Unter viel Spektakel und unzähligen Verbeugungen und ermunternden Zurufen wurde er in seidene Kimonos gekleidet, er bekam weiße Socken und weiche Bastpantoffeln an die Füße; und auf einmal glich er selber einem Japaner, der zwar etwas zu groß und ausnahmsweise blond und blauäugig geraten.
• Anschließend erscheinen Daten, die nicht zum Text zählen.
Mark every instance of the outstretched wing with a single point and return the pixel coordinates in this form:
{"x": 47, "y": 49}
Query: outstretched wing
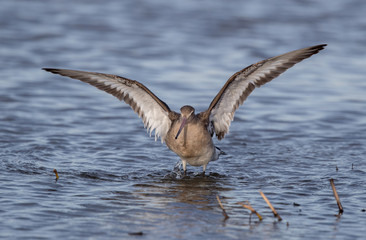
{"x": 222, "y": 108}
{"x": 153, "y": 111}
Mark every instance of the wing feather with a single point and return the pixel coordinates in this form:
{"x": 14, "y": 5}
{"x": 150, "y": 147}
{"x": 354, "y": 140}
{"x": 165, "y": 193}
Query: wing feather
{"x": 222, "y": 108}
{"x": 154, "y": 112}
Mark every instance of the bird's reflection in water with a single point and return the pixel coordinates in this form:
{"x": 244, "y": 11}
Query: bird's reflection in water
{"x": 196, "y": 190}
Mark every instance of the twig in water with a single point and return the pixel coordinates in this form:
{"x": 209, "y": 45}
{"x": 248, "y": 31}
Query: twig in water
{"x": 270, "y": 205}
{"x": 222, "y": 207}
{"x": 336, "y": 195}
{"x": 55, "y": 171}
{"x": 248, "y": 206}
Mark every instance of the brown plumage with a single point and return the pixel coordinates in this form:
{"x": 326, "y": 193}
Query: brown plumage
{"x": 188, "y": 134}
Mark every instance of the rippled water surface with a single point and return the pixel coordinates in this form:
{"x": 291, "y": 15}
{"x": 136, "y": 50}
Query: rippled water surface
{"x": 288, "y": 139}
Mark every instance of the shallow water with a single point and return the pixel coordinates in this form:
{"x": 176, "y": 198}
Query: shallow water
{"x": 288, "y": 139}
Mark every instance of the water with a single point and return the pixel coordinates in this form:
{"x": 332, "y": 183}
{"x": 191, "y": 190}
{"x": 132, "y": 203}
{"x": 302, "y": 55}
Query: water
{"x": 288, "y": 139}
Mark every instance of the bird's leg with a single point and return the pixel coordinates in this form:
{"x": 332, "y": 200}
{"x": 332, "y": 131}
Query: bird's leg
{"x": 204, "y": 170}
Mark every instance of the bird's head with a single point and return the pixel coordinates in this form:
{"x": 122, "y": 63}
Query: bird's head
{"x": 186, "y": 112}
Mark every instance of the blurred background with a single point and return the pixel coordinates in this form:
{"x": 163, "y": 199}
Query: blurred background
{"x": 288, "y": 139}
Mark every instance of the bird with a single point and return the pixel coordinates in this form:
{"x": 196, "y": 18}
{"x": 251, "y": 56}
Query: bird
{"x": 189, "y": 134}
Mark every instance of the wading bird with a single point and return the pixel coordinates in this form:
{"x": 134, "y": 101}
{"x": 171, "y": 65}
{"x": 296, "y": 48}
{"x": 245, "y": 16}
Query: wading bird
{"x": 188, "y": 134}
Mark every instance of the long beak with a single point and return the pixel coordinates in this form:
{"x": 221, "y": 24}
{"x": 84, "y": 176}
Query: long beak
{"x": 181, "y": 127}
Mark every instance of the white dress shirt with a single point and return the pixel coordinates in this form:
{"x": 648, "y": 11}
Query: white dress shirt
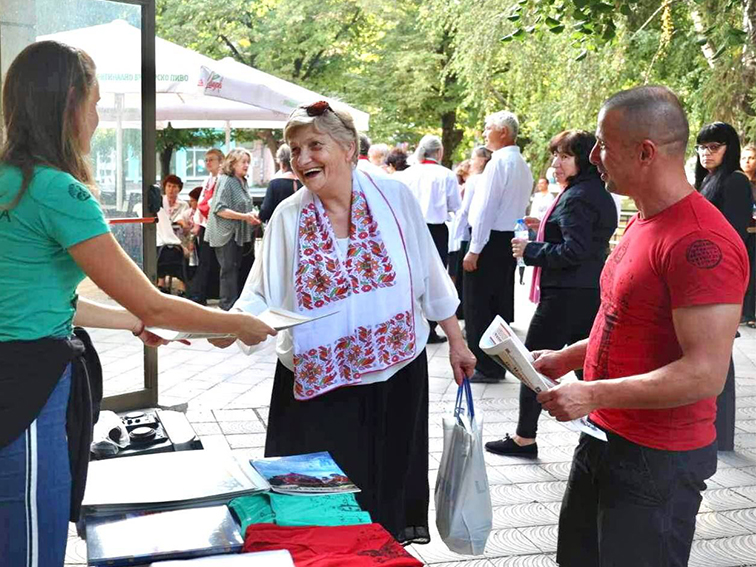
{"x": 271, "y": 281}
{"x": 501, "y": 196}
{"x": 436, "y": 189}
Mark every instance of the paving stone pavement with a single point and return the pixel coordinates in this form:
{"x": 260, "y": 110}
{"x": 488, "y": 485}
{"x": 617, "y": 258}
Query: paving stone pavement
{"x": 228, "y": 394}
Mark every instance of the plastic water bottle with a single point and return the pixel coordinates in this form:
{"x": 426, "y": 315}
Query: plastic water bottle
{"x": 521, "y": 231}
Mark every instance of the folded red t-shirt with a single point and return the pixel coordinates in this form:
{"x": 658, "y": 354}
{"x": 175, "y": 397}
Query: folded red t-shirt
{"x": 366, "y": 545}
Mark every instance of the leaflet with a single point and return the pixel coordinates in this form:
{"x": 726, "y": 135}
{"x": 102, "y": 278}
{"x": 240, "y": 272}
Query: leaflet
{"x": 279, "y": 319}
{"x": 502, "y": 344}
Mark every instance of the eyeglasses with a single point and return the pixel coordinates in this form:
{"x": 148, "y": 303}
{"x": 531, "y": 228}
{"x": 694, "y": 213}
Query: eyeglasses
{"x": 318, "y": 108}
{"x": 710, "y": 148}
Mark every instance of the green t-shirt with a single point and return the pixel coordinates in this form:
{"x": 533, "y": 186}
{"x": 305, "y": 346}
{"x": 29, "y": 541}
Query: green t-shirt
{"x": 39, "y": 277}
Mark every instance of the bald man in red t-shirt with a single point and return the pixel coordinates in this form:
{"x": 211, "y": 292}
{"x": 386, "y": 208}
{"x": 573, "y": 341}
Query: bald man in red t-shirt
{"x": 658, "y": 353}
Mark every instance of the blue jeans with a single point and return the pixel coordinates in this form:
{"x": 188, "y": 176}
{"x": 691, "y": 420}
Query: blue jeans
{"x": 35, "y": 488}
{"x": 631, "y": 506}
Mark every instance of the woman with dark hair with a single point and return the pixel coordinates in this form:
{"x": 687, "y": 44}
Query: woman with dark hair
{"x": 748, "y": 164}
{"x": 720, "y": 179}
{"x": 54, "y": 234}
{"x": 171, "y": 260}
{"x": 282, "y": 186}
{"x": 568, "y": 254}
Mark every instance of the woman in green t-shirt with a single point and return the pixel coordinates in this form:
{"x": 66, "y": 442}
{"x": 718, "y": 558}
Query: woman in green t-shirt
{"x": 53, "y": 234}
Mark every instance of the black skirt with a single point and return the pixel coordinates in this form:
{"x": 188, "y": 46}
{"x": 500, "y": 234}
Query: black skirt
{"x": 377, "y": 433}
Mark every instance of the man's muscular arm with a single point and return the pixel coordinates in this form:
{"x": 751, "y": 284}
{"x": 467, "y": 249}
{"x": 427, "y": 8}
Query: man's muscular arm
{"x": 705, "y": 334}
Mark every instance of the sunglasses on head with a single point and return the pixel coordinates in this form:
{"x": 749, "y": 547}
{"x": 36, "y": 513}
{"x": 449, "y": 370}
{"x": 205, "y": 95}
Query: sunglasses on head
{"x": 318, "y": 108}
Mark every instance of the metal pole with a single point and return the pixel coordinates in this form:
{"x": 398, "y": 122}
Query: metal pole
{"x": 119, "y": 102}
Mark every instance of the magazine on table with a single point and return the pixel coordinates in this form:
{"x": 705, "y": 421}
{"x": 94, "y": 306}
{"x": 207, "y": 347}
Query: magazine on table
{"x": 140, "y": 537}
{"x": 502, "y": 344}
{"x": 279, "y": 319}
{"x": 313, "y": 473}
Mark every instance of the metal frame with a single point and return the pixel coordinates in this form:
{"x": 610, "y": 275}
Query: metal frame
{"x": 148, "y": 396}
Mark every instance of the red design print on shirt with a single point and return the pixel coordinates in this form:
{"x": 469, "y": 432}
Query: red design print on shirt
{"x": 703, "y": 254}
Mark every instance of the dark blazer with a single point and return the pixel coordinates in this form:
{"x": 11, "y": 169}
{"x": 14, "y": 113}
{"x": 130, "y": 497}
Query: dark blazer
{"x": 734, "y": 201}
{"x": 576, "y": 236}
{"x": 278, "y": 190}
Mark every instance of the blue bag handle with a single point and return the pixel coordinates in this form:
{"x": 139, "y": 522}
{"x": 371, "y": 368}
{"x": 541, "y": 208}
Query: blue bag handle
{"x": 464, "y": 390}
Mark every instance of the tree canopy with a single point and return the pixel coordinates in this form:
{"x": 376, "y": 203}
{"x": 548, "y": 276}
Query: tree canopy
{"x": 438, "y": 66}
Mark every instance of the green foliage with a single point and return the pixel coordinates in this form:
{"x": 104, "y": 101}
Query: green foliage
{"x": 438, "y": 66}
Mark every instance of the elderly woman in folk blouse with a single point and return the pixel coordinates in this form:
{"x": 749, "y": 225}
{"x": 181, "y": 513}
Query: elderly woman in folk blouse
{"x": 354, "y": 383}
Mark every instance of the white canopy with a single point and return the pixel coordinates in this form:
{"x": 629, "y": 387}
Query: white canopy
{"x": 116, "y": 50}
{"x": 231, "y": 80}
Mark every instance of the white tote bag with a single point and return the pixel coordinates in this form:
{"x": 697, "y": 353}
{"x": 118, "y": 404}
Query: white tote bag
{"x": 463, "y": 502}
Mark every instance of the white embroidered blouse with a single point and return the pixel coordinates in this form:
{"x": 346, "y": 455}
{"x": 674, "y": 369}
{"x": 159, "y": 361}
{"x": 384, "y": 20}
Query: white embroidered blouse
{"x": 271, "y": 281}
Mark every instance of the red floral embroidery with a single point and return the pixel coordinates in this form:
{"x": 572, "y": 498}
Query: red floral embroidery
{"x": 320, "y": 278}
{"x": 369, "y": 349}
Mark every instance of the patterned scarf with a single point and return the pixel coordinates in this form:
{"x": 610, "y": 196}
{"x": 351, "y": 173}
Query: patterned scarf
{"x": 368, "y": 289}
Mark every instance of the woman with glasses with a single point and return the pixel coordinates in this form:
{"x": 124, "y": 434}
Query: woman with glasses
{"x": 354, "y": 248}
{"x": 720, "y": 179}
{"x": 748, "y": 163}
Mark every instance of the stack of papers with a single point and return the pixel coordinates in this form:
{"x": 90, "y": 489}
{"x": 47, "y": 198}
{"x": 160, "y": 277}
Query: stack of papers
{"x": 141, "y": 537}
{"x": 279, "y": 319}
{"x": 502, "y": 344}
{"x": 168, "y": 481}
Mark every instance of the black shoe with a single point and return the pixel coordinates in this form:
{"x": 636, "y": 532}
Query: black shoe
{"x": 508, "y": 446}
{"x": 479, "y": 378}
{"x": 434, "y": 338}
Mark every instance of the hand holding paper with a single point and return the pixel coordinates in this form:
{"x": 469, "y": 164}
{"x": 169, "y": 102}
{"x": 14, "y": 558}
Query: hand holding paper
{"x": 568, "y": 401}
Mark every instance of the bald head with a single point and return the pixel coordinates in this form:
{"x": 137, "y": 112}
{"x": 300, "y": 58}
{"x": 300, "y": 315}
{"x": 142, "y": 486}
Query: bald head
{"x": 650, "y": 113}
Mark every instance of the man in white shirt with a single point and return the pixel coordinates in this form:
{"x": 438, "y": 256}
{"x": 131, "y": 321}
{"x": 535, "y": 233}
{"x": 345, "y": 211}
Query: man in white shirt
{"x": 364, "y": 163}
{"x": 207, "y": 277}
{"x": 437, "y": 190}
{"x": 501, "y": 197}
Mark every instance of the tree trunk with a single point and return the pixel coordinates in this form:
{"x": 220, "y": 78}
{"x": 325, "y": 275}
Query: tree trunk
{"x": 165, "y": 161}
{"x": 450, "y": 136}
{"x": 698, "y": 24}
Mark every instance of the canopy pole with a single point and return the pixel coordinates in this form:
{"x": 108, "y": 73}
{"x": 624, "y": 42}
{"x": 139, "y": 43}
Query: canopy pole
{"x": 119, "y": 102}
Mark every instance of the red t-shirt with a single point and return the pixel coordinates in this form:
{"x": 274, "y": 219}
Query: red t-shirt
{"x": 686, "y": 255}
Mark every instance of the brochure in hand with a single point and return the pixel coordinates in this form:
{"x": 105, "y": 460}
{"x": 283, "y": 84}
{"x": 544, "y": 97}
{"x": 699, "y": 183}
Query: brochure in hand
{"x": 279, "y": 319}
{"x": 140, "y": 537}
{"x": 502, "y": 344}
{"x": 313, "y": 473}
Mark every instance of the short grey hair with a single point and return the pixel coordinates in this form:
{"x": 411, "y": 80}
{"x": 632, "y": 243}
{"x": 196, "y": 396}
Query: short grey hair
{"x": 336, "y": 123}
{"x": 283, "y": 155}
{"x": 504, "y": 119}
{"x": 429, "y": 145}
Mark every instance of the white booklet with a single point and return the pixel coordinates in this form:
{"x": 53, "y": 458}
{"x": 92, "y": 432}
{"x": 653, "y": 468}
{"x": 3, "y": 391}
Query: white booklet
{"x": 502, "y": 344}
{"x": 277, "y": 318}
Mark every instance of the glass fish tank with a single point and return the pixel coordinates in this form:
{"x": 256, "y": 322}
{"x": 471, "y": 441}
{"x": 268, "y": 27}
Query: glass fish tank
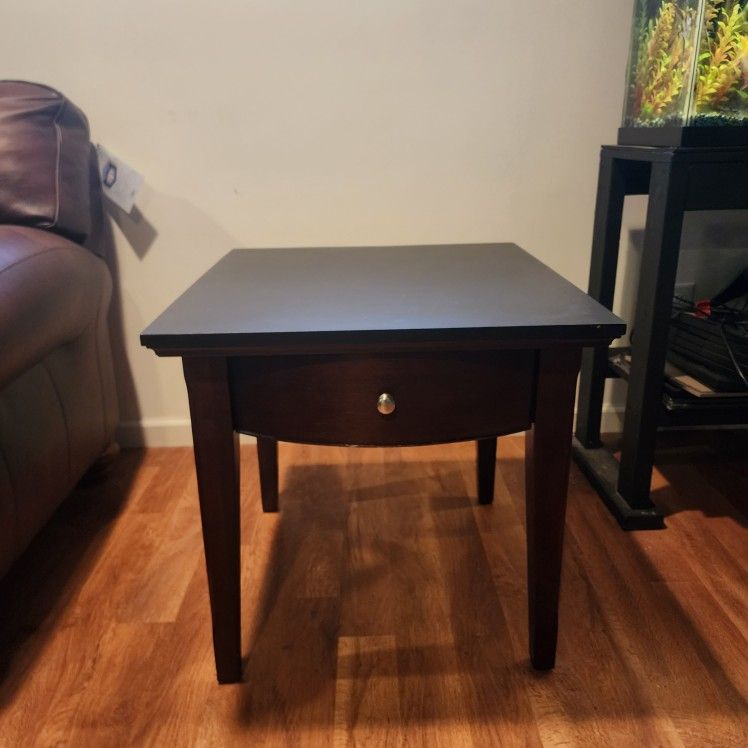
{"x": 687, "y": 81}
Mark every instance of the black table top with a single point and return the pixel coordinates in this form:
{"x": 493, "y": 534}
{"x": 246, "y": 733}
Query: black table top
{"x": 319, "y": 299}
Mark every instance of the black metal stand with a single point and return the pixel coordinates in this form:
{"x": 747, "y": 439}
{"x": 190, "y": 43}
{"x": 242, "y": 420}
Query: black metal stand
{"x": 677, "y": 180}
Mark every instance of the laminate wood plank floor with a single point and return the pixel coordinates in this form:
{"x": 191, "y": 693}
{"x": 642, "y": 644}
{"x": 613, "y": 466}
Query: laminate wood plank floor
{"x": 382, "y": 606}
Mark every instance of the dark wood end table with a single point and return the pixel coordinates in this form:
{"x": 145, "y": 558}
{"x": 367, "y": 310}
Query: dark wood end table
{"x": 381, "y": 346}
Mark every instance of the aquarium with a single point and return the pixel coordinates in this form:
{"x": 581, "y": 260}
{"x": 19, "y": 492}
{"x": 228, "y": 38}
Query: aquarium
{"x": 687, "y": 81}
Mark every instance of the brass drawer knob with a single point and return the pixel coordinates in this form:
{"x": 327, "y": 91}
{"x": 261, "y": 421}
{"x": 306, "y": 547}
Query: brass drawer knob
{"x": 386, "y": 404}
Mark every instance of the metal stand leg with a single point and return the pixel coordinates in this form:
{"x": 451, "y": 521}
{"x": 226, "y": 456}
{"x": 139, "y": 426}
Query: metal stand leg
{"x": 611, "y": 190}
{"x": 649, "y": 345}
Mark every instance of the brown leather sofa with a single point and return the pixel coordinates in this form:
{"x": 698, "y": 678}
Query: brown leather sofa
{"x": 58, "y": 406}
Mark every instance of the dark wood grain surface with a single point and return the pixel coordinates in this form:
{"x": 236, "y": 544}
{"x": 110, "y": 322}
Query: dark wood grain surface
{"x": 263, "y": 299}
{"x": 439, "y": 397}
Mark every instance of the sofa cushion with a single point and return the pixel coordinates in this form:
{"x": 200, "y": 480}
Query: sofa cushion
{"x": 44, "y": 158}
{"x": 50, "y": 292}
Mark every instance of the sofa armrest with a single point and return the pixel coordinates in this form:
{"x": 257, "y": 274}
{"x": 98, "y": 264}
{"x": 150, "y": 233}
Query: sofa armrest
{"x": 51, "y": 290}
Dieserart umgewandelt, brachten ihn die beiden Mädchen in ein Zimmerchen, dessen Boden aus ein paar handdicken und weichen Bastmatten und dessen Wände aus Bambusstäben und Papier bestand. Das alles glich doch dem Spiel großer Menschenkinder, buntem Karnevaltreiben. In dieser Welt gab es weder Sünde noch Sorge. Die Mädchen schoben ihm ein paar Seidenkissen hin und luden ihn zum Sitzen ein. Und da saß er und war gleicherweise ein Kind und ein Kaiser — schwach und mächtig ... Aber in jedem Falle ganz maßlos glücklich. Ja, das wurde allmählich ein merkwürdiger Zustand.
Die Mädchen brachten einen prächtig geformten kupfernen Kessel, in dem ein Haufen Holzkohle glühte und der eine milde Wärme ausströmte. Dann verschwanden sie, die beiden zierlichen Mädchenwesen, und ließen den Fremdling allein. Die Mädchen verschwanden durch die zurückgeschobene Hauswand ...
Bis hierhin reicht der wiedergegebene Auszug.